And then there's the obstacle presented by the "good" code I find on the Internet.

I put "good" in quotation marks because the one good coding practice it never seems to follow is proper commenting. If you're going to show something to other people, please please explain how it works, otherwise you're just saying "and here we chant the mystic runes" and I and everyone else who reads it are left with something we can neither understand nor modify.

(This is, I think, how some of the bad code happens. Features of the good code are retained when it's modified even though the modification makes them unnecessary. Rinse, repeat.)

In other ways the good code is often obnoxiously good in that the actual point I'm trying to get to is hidden under excellent software engineering. The author will kick off by defining the public constants that the user should use when setting the property of the component that's going to control the behavior ... and then goes on through the exception handling ... and so on down to the end where the author says where to register the component.

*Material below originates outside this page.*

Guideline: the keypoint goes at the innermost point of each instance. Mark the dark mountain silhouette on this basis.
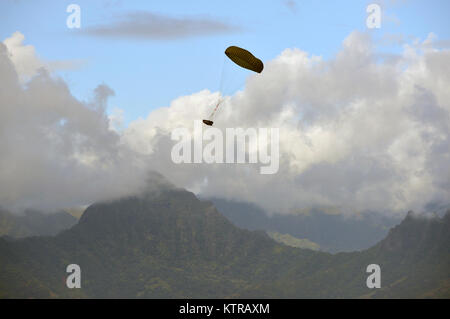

Meanwhile what I want for my own purposes are the handful of lines that actually do the clever thing. Instead I'm being presented with a complete solution to something different from what I want to do and I have to start digging for these lines, which will not be marked as the particularly useful bit, or explained in any way.

What one needs is the exact opposite, a minimal example which is thoroughly explained. Like this.

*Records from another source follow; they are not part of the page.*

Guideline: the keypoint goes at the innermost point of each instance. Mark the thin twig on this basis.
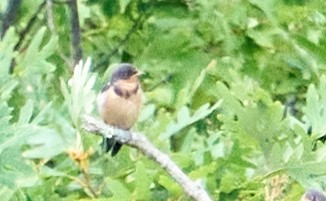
(193, 189)
(51, 25)
(77, 51)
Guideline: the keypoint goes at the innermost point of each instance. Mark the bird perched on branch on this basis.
(120, 101)
(313, 195)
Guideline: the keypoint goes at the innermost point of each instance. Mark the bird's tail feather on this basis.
(109, 144)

Code: Pascal  [Select][+][-]
  1. // The OS sends messages to the visual components which we can intercept by
  2. // overriding the WinProc method of the class.
  3.  
  4. // (For historical reasons everything related to this feature including the names
  5. // of the constants is Windows-related but the feature is not in fact OS specific.)
  6.  
  7. // This example is implemented as an interposer class, see
  8. // https://forum.lazarus.freepascal.org/index.php?topic=54971.msg408998#msg408998
  9. // for more details.
  10.  
  11. unit NoPaste;
  12.  
  13. {$mode objfpc}{$H+}
  14.  
  15. interface
  16.  
  17. uses
  18.   Classes, SysUtils, StdCtrls, Windows;
  19.  
  20. type
  21.   TEdit = class(StdCtrls.TEdit)
  22.   protected
  23.       procedure WndProc(var M: TMessage); override;
  24.   end;
  25.  
  26. implementation
  27.  
  28.   procedure TEdit.WndProc(Var M: TMessage);
  29.   begin
  30.   if M.msg = WM_PASTE then M.msg:=WM_NULL;   // We turn off the message ...
  31.   inherited;   // .. and then go ahead and do what the method would usually do.
  32.   end;
  33. end.
  34.  
  35. // You can use it to turn off any of the other Windows messages to any
  36. // components (a list of the messages can be found here:
  37. // https://wiki.winehq.org/List_Of_Windows_Messages ) and indeed
  38. // to do things other than just shutting them off, though that alone
  39. // could be done with nicer syntactic sugar using the "message" keyword.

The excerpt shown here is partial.